Department of Biochemistry, University of Pavia, 27100 Pavia, Italy.
Electrophoresis. 2009 Dec;30(23):4083-94. doi: 10.1002/elps.200900469.
The exact knowledge of the qualitative and quantitative protein components of rice bran is an essential aspect to be considered for a better understanding of the functional properties of this resource. Aim of the present investigation was to extract the largest number of rice bran proteins and to obtain their qualitative characterization. For this purpose, three different extraction protocols have been applied either on full-fat or on defatted rice bran. Likewise, to identify the highest number of proteins, MS data collected from 1-DE, 2-DE and gel-free procedures have been combined. These approaches allowed to unambiguously identify 43 proteins that were classified as signalling/regulation proteins (30%), proteins with enzymatic activity (30%), storage proteins (30%), transfer (5%) and structural (5%) proteins. The fact that all extraction and identification procedures have been performed in triplicate with an excellent reproducibility provides a rationale for considering the platform of proteins shown in this study as the potential proteome profile of rice bran. It also represents a source of information to evaluate better the qualities of rice bran as food resource.
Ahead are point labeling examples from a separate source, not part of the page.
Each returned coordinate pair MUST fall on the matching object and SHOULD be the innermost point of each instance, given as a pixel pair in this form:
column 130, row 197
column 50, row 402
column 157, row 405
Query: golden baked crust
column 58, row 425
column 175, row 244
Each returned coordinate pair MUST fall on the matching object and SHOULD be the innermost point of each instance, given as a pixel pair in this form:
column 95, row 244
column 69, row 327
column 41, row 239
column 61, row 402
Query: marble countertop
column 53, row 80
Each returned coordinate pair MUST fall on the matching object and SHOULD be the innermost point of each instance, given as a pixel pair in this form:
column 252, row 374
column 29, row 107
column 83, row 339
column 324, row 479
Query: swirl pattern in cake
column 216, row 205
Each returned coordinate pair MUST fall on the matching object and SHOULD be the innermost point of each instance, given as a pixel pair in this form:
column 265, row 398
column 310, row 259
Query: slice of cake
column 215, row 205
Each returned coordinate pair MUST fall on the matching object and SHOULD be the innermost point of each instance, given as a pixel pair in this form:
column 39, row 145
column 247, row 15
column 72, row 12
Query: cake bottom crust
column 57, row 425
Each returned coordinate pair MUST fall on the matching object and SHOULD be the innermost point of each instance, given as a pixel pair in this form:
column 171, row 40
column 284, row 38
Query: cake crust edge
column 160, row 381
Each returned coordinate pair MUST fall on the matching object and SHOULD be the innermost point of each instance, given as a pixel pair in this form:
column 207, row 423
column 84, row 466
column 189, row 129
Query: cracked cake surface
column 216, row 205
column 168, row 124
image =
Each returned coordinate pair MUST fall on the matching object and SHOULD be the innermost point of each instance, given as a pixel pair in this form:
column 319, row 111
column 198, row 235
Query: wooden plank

准确了解米糠中蛋白质的定性和定量成分是更好地理解该资源功能特性的一个重要方面。本研究的目的是提取数量最多的米糠蛋白质,并对其进行定性分析。为此,我们应用了三种不同的提取方案,分别针对全脂米糠和脱脂米糠。同样,为了鉴定出数量最多的蛋白质,我们将从 1-DE、2-DE 和无胶电泳方法中收集的 MS 数据进行了组合。这些方法可以明确鉴定出 43 种蛋白质,这些蛋白质被分为信号/调节蛋白(30%)、具有酶活性的蛋白(30%)、储存蛋白(30%)、转运蛋白(5%)和结构蛋白(5%)。所有提取和鉴定程序都进行了三倍重复,且具有极好的重现性,这为我们提供了一个合理的理由,即将本研究中所示的蛋白质平台视为米糠潜在的蛋白质组图谱。它还为更好地评估米糠作为食品资源的质量提供了信息来源。